Una manchita blanca que se destaca en el suelo atrae su atención: es el cigarrillo que Berta lanzó violentamente. Berta. Una mujer aterciopelada y rubia, buena y celosa. Su mujer. El cigarrillo tiene en uno de los extremos un círculo rojo del color de los labios de Berta. Y Pablo se lo lleva a sus propios labios y lo enciende, y sonríe.
El viaje a Venecia
—Gracias, muchas gracias. Sí, ahí está bien. No, este maletín lo dejo en el asiento, a mi lado. Y la sombrerera ahí, en el de enfrente. Ya la retiraré si viene alguien. Muy bien.
El mozo de estación se marcha y María Catá se acomoda en su asiento, junto a la ventanilla, con todas sus posesiones en torno y sobre ella. ¡Qué equipaje más opulento! —piensa—. Dos maletas grandes, un maletín y una sombrerera. Y para quince días solamente… Bien es verdad que lleva en su equipaje cuanta ropa posee, de invierno y de verano. Siempre hace buen efecto, cuando se va a una pensión nueva… Esta pensión veneciana se la recomendó un viajante de la casa donde ella trabaja; pero hubieron de transcurrir muchos años antes de que María Catá pudiera utilizar la recomendación, porque sus economías no habían alcanzado aún el grado de redondez que le permitiría ir a Venecia. ¡Oh, Dios mío, aquellas economías!

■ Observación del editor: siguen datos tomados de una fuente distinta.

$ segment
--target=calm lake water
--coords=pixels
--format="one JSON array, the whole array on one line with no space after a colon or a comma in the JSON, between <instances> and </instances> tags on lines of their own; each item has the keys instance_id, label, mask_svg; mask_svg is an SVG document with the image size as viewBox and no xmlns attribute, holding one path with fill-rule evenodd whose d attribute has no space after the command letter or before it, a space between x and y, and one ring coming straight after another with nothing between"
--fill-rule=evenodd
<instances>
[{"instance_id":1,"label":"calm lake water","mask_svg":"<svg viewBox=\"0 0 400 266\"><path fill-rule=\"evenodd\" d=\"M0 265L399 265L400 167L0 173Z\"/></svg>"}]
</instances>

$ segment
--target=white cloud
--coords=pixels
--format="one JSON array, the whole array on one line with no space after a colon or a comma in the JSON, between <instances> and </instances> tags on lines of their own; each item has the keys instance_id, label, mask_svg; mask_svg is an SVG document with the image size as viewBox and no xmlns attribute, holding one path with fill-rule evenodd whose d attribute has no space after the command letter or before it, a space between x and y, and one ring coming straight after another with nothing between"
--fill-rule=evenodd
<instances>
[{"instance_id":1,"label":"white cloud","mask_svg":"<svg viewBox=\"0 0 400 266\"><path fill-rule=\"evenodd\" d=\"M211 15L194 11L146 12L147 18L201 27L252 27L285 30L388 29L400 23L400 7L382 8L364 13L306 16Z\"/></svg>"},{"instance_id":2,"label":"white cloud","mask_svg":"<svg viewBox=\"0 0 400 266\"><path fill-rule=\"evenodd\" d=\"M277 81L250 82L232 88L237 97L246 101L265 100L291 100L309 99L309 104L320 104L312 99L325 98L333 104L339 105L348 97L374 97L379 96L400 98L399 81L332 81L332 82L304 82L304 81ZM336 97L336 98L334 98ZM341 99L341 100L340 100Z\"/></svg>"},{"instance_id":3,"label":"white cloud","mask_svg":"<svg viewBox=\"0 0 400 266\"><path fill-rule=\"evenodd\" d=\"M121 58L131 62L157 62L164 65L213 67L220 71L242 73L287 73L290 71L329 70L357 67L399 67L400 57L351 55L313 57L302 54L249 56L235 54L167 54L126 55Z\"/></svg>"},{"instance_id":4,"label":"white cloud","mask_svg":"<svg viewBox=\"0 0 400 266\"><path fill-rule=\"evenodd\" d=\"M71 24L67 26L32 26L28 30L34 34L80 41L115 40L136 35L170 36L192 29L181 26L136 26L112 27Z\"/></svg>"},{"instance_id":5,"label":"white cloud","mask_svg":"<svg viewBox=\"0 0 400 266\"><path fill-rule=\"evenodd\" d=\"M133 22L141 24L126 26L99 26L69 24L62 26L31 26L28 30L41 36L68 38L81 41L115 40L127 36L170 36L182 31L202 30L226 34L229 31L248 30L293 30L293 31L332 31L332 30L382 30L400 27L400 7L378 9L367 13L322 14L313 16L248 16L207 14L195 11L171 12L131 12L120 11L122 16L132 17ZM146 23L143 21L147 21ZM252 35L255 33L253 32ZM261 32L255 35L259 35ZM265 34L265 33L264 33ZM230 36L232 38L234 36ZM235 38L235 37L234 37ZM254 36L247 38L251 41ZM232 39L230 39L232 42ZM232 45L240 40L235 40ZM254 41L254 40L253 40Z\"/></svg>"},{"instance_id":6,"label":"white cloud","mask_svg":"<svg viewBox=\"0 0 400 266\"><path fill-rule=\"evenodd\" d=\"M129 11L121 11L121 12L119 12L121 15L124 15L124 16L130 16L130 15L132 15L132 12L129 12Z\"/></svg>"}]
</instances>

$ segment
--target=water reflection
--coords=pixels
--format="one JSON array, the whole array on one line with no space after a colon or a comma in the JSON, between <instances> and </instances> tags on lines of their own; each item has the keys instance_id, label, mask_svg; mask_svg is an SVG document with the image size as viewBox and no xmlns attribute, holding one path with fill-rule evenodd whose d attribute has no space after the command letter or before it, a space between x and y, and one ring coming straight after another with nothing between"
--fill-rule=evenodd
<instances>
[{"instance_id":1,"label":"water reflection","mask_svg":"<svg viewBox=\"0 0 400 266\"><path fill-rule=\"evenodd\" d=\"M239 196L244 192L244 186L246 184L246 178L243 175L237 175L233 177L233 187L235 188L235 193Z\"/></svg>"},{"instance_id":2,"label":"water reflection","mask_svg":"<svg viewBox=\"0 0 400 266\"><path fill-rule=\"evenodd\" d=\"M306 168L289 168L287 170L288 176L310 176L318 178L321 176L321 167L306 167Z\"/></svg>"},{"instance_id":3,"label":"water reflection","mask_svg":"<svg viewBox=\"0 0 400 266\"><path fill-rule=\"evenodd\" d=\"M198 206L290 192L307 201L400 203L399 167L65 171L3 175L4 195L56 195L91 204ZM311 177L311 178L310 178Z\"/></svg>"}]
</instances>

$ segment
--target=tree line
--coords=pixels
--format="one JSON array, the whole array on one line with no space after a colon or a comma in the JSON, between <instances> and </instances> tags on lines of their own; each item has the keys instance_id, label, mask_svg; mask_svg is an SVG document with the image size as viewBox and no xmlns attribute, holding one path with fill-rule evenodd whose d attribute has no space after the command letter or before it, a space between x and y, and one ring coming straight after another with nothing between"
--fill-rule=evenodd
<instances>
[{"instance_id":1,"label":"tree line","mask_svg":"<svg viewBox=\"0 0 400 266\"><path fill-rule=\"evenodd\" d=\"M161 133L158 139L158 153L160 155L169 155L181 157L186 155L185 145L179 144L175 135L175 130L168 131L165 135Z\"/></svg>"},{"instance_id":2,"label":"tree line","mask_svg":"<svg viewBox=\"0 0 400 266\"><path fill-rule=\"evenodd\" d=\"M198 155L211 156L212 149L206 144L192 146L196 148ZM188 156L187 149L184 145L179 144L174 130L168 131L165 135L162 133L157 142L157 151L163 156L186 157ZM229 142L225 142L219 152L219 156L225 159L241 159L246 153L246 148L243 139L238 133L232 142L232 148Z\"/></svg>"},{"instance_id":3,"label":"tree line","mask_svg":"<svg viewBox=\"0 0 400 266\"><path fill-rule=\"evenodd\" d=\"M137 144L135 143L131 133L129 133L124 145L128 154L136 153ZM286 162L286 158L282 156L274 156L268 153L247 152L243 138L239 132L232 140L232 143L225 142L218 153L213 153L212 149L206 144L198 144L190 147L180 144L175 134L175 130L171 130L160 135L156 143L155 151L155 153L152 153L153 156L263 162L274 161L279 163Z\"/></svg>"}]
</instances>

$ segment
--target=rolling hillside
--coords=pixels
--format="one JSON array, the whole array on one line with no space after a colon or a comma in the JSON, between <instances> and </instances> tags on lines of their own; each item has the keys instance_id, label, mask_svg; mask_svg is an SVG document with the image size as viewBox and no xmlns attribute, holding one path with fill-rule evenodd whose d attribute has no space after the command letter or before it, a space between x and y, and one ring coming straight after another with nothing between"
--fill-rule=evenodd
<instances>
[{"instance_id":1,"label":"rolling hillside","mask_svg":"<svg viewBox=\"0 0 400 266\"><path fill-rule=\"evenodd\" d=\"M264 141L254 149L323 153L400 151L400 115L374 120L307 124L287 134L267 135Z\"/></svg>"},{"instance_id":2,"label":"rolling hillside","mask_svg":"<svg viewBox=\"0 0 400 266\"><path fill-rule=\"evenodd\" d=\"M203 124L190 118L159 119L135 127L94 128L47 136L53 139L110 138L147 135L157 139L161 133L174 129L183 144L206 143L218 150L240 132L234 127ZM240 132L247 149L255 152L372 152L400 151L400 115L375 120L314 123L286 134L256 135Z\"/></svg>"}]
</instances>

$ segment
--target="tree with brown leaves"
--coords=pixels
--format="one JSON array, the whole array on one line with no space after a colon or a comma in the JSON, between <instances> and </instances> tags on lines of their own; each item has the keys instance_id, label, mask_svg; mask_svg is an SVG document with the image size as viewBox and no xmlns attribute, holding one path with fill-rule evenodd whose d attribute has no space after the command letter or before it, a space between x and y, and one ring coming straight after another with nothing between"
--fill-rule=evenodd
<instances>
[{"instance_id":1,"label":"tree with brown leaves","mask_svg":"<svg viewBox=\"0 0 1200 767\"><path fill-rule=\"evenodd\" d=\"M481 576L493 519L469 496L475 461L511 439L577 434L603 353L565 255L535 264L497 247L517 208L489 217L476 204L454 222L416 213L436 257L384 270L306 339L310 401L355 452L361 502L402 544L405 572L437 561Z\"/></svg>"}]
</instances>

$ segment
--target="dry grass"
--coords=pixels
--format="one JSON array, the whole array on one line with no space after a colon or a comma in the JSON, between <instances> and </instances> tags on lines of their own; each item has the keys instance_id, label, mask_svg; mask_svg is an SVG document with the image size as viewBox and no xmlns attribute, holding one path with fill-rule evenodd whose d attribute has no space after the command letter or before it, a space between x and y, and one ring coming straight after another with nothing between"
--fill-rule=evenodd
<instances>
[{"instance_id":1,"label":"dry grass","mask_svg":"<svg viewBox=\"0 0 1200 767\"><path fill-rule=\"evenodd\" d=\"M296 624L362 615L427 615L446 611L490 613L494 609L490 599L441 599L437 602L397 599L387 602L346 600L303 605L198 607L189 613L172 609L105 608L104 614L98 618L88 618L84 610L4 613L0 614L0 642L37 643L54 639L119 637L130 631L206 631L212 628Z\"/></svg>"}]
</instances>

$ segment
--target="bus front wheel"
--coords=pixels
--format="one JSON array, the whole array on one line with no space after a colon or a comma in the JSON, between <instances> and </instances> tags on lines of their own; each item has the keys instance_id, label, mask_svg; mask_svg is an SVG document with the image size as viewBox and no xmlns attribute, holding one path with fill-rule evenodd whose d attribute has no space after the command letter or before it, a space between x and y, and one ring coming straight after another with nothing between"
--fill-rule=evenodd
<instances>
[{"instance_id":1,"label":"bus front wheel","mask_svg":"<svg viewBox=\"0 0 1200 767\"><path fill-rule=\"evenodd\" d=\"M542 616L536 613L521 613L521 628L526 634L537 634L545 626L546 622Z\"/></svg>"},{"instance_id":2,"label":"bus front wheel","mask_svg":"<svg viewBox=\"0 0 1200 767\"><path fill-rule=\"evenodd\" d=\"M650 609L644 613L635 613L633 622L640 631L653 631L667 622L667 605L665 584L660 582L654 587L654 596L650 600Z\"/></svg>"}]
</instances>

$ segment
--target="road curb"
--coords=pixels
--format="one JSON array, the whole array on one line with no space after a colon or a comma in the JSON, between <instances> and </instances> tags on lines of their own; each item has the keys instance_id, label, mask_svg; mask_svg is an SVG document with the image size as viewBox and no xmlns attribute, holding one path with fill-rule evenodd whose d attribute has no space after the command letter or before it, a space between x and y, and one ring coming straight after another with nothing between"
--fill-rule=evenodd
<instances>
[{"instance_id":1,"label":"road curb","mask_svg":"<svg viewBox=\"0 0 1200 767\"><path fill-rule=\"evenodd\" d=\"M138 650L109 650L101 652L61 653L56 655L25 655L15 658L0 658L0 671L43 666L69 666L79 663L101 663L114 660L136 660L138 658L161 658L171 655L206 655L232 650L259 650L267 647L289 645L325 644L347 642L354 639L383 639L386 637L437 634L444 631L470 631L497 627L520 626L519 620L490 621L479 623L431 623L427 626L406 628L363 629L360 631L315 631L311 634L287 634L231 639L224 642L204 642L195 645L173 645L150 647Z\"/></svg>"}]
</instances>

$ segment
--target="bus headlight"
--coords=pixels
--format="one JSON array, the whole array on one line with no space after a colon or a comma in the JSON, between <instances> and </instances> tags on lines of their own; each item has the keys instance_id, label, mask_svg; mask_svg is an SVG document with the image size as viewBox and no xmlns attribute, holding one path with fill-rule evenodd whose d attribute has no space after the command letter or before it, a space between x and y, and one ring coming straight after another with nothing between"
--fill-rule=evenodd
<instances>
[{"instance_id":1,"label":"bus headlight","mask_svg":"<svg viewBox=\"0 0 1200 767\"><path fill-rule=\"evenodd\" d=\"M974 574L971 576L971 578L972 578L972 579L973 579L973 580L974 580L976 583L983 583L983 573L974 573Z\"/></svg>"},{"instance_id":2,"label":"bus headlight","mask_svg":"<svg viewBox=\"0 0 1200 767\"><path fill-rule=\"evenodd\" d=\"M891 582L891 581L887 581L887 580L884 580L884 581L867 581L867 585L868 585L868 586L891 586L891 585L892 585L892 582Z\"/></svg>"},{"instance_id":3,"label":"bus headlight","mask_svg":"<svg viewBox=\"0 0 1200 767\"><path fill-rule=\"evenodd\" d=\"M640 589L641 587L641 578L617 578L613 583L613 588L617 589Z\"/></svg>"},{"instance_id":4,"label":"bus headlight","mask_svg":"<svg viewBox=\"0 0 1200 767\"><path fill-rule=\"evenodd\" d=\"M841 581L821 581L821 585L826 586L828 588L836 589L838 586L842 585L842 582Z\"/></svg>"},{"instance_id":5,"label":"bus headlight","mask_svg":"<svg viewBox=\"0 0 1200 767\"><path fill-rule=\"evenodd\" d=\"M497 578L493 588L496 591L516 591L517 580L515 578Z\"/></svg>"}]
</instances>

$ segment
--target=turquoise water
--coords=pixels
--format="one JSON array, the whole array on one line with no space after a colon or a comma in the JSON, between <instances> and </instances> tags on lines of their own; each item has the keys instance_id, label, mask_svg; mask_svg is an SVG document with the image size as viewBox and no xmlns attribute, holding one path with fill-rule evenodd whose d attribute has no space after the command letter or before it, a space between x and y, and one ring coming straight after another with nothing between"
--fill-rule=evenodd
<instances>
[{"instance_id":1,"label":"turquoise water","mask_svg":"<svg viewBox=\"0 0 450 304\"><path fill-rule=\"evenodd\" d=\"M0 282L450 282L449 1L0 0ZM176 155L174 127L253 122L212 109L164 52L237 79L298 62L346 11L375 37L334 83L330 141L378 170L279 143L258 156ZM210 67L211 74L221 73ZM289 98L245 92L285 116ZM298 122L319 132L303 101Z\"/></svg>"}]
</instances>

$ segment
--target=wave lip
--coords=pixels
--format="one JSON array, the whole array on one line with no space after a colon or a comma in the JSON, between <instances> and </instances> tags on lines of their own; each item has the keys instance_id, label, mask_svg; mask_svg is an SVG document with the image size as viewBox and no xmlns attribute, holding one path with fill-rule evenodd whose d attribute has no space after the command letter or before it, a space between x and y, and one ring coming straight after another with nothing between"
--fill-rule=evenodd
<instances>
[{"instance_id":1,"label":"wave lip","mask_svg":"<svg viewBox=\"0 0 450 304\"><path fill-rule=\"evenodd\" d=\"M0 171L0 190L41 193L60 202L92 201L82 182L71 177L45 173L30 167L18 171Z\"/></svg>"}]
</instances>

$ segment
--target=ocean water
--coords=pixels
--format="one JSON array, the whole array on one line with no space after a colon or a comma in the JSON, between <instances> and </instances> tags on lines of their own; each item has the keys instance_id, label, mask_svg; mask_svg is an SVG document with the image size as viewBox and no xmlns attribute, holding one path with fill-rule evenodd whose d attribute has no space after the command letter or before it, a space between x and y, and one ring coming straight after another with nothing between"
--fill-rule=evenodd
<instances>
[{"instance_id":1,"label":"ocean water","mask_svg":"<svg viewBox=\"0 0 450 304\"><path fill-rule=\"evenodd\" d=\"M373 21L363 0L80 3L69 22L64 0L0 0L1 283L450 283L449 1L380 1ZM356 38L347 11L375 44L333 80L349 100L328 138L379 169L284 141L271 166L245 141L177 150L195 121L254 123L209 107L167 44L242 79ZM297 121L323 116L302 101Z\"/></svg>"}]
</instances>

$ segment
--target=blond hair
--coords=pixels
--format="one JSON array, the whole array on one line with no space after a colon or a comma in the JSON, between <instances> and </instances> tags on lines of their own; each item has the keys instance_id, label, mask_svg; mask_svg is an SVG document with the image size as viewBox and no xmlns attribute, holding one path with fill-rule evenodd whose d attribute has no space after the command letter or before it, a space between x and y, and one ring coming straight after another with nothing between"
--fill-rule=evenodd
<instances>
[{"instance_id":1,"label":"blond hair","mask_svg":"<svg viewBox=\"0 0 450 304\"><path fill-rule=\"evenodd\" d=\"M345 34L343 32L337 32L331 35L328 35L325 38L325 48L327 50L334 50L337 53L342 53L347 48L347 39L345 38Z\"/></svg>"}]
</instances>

Era como sangrarse cada mes extrayendo de su pequeño sueldo de oficinista partículas vitales, resta de diminutos placeres, de humildes comodidades, incluso de necesidades absolutas. Pero no importaba. Ella tenía que ir a Venecia.
María Catá había comenzado muy joven aquellas terribles y deliciosas economías. Tendría entonces unos veinte años y su novio, el único que había tenido, acababa de abandonarla sin motivo. O tal vez el motivo fuese él mismo, su espíritu fantástico e insatisfecho. Era un artista. De él había adquirido María Catá sus primeros conocimientos sobre Venecia; él le había transmitido aquel amor por la ciudad marítima, aquel quererla con un apasionamiento extasiado. Y cuando él se fue, le dejó Venecia a su novia como si le hubiera dejado un hijo. María recogió el fruto cándido y le dio toda la ternura de su alma cálida, dulce. Desde entonces sólo había vivido para Venecia. Leyó cuanto libro pudo sobre ella y compró tres fotografías y un plano de Venecia que constituyeron la única decoración mural de su cuartito. El plano lo sabía de memoria, canal por canal, callejuela por callejuela.